While watching the History channel series called Life after People, I started thinking about the aesthetics of the apocalypse. The TV series looked at how the earth would look if human beings just disappeared, leaving everything behind just as it was the instant that we vanished and how long it would take nature to reclaim many of the objects and structures that humans had spent millennia cultivating. We saw a version of this in 23 Skidoo where the world had all the things that we created, but we, as human beings, were no longer in it. 23 Skidoo made the viewer feel as if the human race had just stepped out the moment before the film started. Everything was left exactly how it was, as if we had just been there caretaking for it a moment before. A more advanced version of this can be seen right now around the world, in places like the exclusion zones for nuclear accidents such as in Chernobyl, and Fukushima. In Detroit, once thriving areas have begun to crumble and decay in the aftermath of the mass exodus of people after the 1967 riots, and later when the bottom dropped out of the automotive industry.
It seems that people have a fascination with the idea of a world without us. Tours of both the Chernobyl exclusion zone and the abandoned buildings of Detroit have been marketed as “dead zone tours,” where people can sightsee what the world we created would look like without our intervention. Many of the pictures of these places depict buildings crumbling, vehicles left in the middle of the road, and nature growing up, around and over top of man-made objects. What is our fascination with the aesthetics of the apocalypse? Is it merely the creepiness factor where objects and structures that we once cared for and maintained are now being taken over by nature? In the age of technology, are we so disconnected from our physical organic environment that we see nature as an intrusive Other invading our curated spaces?

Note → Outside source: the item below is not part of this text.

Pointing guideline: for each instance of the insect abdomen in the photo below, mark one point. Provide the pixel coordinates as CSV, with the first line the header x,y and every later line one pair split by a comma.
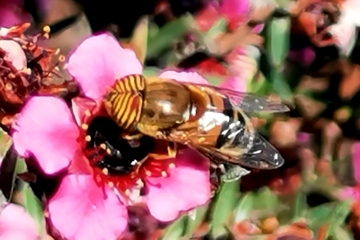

New York Times writer Mark Binelli suggests that the aesthetics of Detroit’s 70,000 abandoned buildings might be just the thing that ends up saving the city on a cultural level. Binelli cites that the crumbling, ruined Detroit is becoming a mecca for visual artists and photographers fleeing the gentrification of places like New York. The suggestion is that places such as Detroit might be the perfect place for artists to “meditate on ruin” and reflect on “the transitory nature of man’s greatest achievements,” in a similar way to how European artists have when living around and visiting the ruins of the Baths of Caracalla or the Coliseum in Rome. The fascination with “new world ruins” is something that Binelli considers to be both nostalgia for the past, and an overt preoccupation with the inevitability of future decay. Arguably the apocalyptic aesthetic is something that brings the viewer back to the cyclical nature of everything, even things that human beings created to last long past our own individual years.